In its 11th year, the National Super Kids Classic brought 100 volunteers, 14 derby racers (also known as co-pilots) and 67 disabled children together Friday to celebrate a cause launched more than 30 years ago by a local group of Vietnam veterans.
“From the local humble beginnings in Akron, they had five racers. Now they get 50 or 60 kids out here every year,” Vietnam veteran Bruce Hunsicker, who joined the local Kids Classic in 1988, seven years after it was formed in 1981.
It would take two more decades before the program had a national championship akin to the All-American Soap Box Derby.
“Taking it to the national level, that was a lot of work, a lot of convincing. A lot of liability issues. But going back to the roots, it was Vietnam veterans who said we’ve got to do something for these kids,” Hunsicker said.
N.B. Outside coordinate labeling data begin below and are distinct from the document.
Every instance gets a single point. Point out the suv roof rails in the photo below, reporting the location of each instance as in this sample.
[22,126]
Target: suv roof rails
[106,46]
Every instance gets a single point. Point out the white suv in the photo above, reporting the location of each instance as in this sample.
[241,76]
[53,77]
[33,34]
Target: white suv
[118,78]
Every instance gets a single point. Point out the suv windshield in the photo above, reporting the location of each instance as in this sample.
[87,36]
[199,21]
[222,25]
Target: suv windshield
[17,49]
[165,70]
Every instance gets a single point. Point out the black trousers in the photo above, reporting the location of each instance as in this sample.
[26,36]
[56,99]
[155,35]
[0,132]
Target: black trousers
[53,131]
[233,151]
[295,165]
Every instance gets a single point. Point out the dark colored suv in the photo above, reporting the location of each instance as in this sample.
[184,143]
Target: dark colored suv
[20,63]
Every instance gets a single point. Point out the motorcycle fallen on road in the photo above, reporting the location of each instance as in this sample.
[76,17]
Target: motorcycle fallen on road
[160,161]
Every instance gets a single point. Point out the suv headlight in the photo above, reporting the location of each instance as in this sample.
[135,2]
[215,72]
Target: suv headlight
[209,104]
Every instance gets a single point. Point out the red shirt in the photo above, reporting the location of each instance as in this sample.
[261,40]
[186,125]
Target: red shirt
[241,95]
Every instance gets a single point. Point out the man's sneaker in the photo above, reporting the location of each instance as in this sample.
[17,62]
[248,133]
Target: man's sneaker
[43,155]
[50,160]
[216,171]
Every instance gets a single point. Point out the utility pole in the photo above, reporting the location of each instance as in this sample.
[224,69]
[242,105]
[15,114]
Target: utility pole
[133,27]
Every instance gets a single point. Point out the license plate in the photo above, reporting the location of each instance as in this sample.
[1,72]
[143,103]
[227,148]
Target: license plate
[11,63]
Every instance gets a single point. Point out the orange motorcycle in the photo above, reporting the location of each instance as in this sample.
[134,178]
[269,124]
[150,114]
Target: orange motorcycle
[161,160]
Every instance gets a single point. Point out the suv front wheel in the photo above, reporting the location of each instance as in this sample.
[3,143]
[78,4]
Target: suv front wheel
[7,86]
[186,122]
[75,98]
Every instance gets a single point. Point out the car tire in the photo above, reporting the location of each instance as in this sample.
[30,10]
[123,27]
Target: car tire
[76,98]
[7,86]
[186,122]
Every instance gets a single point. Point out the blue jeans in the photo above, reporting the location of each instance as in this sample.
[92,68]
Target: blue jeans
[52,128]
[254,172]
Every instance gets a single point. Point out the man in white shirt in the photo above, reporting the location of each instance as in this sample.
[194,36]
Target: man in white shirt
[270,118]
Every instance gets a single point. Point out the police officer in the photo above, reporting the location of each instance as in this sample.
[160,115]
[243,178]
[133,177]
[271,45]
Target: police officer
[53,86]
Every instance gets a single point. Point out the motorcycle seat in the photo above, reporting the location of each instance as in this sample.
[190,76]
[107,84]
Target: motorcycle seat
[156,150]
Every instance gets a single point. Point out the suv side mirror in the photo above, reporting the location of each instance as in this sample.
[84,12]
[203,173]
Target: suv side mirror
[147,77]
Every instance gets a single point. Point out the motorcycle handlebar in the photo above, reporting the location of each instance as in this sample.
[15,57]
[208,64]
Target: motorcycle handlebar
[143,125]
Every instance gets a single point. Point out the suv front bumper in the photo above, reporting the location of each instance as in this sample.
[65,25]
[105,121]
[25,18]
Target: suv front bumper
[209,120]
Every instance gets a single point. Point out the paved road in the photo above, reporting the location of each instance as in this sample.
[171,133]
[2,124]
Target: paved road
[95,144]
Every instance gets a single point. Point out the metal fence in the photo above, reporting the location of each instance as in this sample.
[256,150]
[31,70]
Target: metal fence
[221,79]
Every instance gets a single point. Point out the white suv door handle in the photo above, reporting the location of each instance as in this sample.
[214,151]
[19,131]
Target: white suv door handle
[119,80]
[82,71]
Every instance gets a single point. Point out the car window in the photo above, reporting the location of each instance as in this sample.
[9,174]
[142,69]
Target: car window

Hunsicker, president of the Akron chapter of the Soap Box Derby, was present on 9/11 when he and three now deceased Vietnam veterans — Mike Arnold, Russ Boise and Ron Taiclet — joined Heyn, Callahan and others to get the wheels turning on the national championship.
The cause was the same as it had been when veterans launched the local race for disabled children.
“If we help these kids, maybe we can help ourselves,” said Hunsicker, looking back. “Back in that era, being in the military was not a popular thing. It left a lot of people with a lot of scars. [This race] was a way to heal themselves and help a child.”
Hunsicker asked Callahan, a former prosecutor and common pleas judge, to encourage the All-American Soap Box Derby to approve the National Super Kids Classic at Derby Downs.
In 2003, their wish was granted on a trial basis. Five years later, the number of participating cities, which send local disabled champions to Akron each year, had doubled to more than 50. Today, disabled children from all across the country participate, some driving down from Canada.
“We’ve kind of made it a pilgrimage over the years,” said Todd Hendricks, who drove his family from Indianapolis to watch his son Michael, 13, compete in the race Friday.
“It’s great,” his wife, Missy Hendricks, said.
The two peered over the starting line and down the 989-foot track beyond the finish line where Michael’s sisters helped their brother out of the derby car and into a shuttle van that brought him back topside for his second heat in a double-elimination competition.
As the family walked over to meet their children, Mike Callahan Jr. lined up another two-seater for the next team of co-pilot and Super Kid.
Callahan Jr., a senior at St. Vincent St. Mary High School, doesn’t volunteer because his father is the president.
“It’s labor, but he doesn’t really have to ask me to come out here,” he said as sweat rolled down his face.
“Just seeing the kids’ faces when they go down the hill makes it all worth it,” said Revere senior Vince Ede, one of Callahan Jr.’s three friends who helped out.
Most of the cars they lugged back and forth were constructed locally at Kenmore High School using parts welded together at a career tech program at East High School.
Along the side of each car is a sponsorship decal purchased for $500. Along with donations and sponsorships, Callahan Sr. said the group holds annual golf outings, spaghetti dinners, raffles and other fundraisers.
The proceeds pay for a barbecue and picnic on Thursday and hotel rooms for each of the 67 contestants and their families during their stay in Akron. The group tries to keep costs low, accepting a smile from a happy kid as compensation.
“It’s an all-volunteer organization and we operate on shoestrings. But somehow we manage every year,” Callahan Sr. said.